A inovação trazida para a ciência por esses pesquisadores de redes
complexas é difícil de mensurar. O mestrando Felipe Eltermann, da
Faculdade de Engenharia Elétrica e de Computação da Unicamp, ingressou
na área meio por acaso. Formado em Engenharia de Computação, ele começou
a atuar em uma consultoria que realiza serviços de prospecção
tecnológica. "Coletar dados relacionados a patentes não é algo simples",
diz. A partir dessa experiência, ele começou a se interessar por
realizar uma pesquisa científica e, em conjunto com uma professora da
área de economia, passou a atuar em um projeto que tem como objetivo
construir um mapa da evolução da inovação tecnológica no Brasil: "A
economia evolucionária compreende a economia como um sistema em
constante evolução, que se transforma por dentro, e tem a inovação
tecnológica como o que guia e possibilita seu crescimento econômico.
Desse ponto de vista, a gente analisa a rede de patentes.

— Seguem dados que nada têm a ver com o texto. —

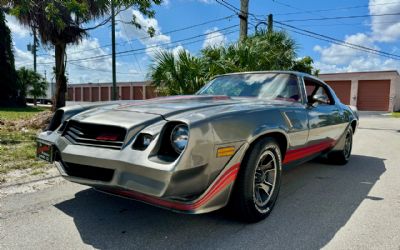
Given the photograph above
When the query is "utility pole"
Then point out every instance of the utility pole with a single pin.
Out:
(244, 15)
(34, 49)
(270, 28)
(114, 73)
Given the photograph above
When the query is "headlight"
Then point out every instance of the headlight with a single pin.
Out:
(179, 137)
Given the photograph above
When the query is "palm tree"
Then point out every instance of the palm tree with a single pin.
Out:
(262, 51)
(31, 83)
(177, 74)
(185, 74)
(8, 79)
(59, 23)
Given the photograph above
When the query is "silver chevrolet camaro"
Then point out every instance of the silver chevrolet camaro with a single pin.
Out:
(227, 144)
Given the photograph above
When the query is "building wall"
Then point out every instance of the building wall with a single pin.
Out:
(393, 76)
(103, 92)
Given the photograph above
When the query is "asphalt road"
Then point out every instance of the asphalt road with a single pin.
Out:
(356, 206)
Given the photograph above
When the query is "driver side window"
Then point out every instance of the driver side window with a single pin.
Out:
(313, 88)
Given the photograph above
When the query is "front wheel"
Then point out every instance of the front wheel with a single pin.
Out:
(257, 186)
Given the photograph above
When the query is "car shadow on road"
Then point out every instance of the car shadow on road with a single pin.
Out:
(315, 202)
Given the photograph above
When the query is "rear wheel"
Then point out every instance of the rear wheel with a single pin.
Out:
(257, 186)
(342, 157)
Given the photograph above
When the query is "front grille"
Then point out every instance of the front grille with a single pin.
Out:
(95, 135)
(88, 172)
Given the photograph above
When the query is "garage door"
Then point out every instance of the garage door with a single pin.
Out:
(373, 95)
(342, 90)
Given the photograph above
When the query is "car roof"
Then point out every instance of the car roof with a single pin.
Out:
(301, 74)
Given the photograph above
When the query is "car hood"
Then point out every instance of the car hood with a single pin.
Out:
(132, 113)
(169, 106)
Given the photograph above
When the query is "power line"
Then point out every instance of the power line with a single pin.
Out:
(338, 41)
(339, 17)
(128, 52)
(165, 33)
(104, 71)
(132, 50)
(327, 10)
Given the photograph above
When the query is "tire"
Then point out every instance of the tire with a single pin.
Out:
(252, 199)
(342, 157)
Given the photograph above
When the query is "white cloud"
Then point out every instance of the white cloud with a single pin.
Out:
(82, 71)
(385, 28)
(214, 38)
(16, 28)
(129, 32)
(337, 58)
(337, 54)
(207, 1)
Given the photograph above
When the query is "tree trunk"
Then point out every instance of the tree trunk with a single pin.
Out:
(61, 80)
(244, 15)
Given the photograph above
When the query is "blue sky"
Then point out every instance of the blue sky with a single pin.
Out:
(377, 32)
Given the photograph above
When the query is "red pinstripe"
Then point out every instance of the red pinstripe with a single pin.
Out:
(223, 181)
(300, 153)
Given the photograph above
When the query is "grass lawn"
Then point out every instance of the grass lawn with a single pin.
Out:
(396, 114)
(18, 145)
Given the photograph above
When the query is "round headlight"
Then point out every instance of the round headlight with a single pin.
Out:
(179, 137)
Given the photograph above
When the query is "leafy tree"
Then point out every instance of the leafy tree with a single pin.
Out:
(305, 65)
(63, 22)
(185, 74)
(177, 75)
(31, 83)
(8, 77)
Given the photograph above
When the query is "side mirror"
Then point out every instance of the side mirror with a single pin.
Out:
(320, 99)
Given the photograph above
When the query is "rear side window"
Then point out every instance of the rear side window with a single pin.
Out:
(315, 88)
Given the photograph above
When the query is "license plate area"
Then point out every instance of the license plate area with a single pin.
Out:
(45, 151)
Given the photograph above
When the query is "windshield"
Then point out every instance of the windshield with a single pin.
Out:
(260, 85)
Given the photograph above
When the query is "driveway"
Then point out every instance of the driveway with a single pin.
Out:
(337, 207)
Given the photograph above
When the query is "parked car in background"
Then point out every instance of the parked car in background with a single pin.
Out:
(228, 143)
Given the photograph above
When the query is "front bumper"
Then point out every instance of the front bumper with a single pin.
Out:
(131, 174)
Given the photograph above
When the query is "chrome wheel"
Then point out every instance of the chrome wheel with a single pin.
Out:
(264, 179)
(348, 145)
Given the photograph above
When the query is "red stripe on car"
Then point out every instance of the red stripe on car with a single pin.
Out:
(300, 153)
(223, 181)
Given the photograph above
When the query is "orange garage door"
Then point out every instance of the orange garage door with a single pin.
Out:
(373, 95)
(342, 90)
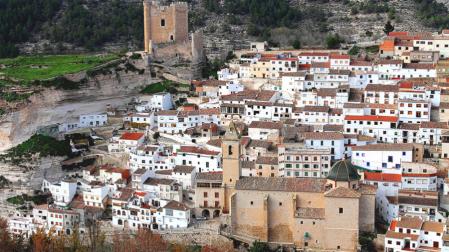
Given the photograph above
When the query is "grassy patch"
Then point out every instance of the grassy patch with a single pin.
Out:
(14, 96)
(165, 86)
(45, 67)
(21, 199)
(44, 145)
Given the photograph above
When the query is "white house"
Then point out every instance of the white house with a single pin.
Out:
(93, 120)
(173, 215)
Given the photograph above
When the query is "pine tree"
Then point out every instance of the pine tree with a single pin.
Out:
(388, 27)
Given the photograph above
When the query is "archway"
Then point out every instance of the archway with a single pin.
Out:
(206, 213)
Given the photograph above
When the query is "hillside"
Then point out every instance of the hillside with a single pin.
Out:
(61, 26)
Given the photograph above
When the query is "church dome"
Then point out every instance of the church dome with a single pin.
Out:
(343, 170)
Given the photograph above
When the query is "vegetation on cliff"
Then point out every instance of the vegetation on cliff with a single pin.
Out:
(89, 24)
(164, 86)
(19, 19)
(44, 145)
(40, 67)
(432, 13)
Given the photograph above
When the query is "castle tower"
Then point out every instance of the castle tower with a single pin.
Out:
(231, 152)
(165, 24)
(147, 24)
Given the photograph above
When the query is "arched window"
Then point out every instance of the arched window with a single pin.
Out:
(230, 150)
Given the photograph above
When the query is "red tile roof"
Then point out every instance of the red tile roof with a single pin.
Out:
(372, 118)
(196, 150)
(132, 136)
(379, 176)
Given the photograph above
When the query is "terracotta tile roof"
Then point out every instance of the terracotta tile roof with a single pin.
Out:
(210, 111)
(156, 181)
(410, 222)
(132, 136)
(342, 192)
(320, 64)
(390, 62)
(384, 147)
(281, 184)
(380, 176)
(419, 66)
(247, 164)
(335, 111)
(361, 63)
(382, 88)
(323, 135)
(339, 72)
(209, 176)
(444, 105)
(294, 74)
(259, 144)
(333, 127)
(369, 105)
(164, 172)
(323, 109)
(175, 205)
(339, 56)
(306, 54)
(396, 235)
(371, 118)
(183, 169)
(197, 150)
(125, 194)
(433, 226)
(409, 126)
(265, 125)
(434, 125)
(259, 95)
(367, 189)
(417, 200)
(310, 213)
(364, 138)
(267, 160)
(211, 82)
(323, 92)
(214, 142)
(167, 113)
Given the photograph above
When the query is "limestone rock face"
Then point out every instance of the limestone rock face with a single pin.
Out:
(52, 106)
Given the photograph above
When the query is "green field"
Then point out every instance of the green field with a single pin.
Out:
(165, 86)
(29, 68)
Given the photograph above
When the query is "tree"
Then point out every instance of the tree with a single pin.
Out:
(388, 27)
(333, 41)
(144, 240)
(354, 50)
(296, 44)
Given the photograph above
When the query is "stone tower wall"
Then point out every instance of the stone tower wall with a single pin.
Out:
(163, 24)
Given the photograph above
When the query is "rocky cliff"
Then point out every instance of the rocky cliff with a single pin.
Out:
(51, 106)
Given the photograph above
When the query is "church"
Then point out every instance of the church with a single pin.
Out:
(315, 213)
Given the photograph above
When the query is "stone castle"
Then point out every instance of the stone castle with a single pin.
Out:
(163, 24)
(166, 35)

Assim, você
tem as patentes, as empresas e as pessoas, tudo interconectado ao longo
do tempo".
Para Felipe, o campo das redes complexas parece muito promissor. Há
muitos indícios de que ele está certo. "As redes estão no coração de
algumas das mais revolucionárias tecnologias do século XXI, empoderando
tudo, do Google ao Facebook", escreve o professor Albert-László Barabási
no livro
Network Science.
Ele lidera um centro de pesquisa em redes complexas na Universidade
Northeastern, em Boston, nos Estados Unidos. Para o professor, as redes
permeiam a ciência, a tecnologia, os negócios e a natureza em um grau
muito mais elevado do que podemos imaginar à primeira vista e,
consequentemente, nós nunca vamos entender os sistemas complexos a menos
que sejamos capazes de desenvolver uma profunda compreensão sobre as
redes que existem por trás deles. Não é à toa que há tantos cientistas
tentando capturar o mundo com essas redes.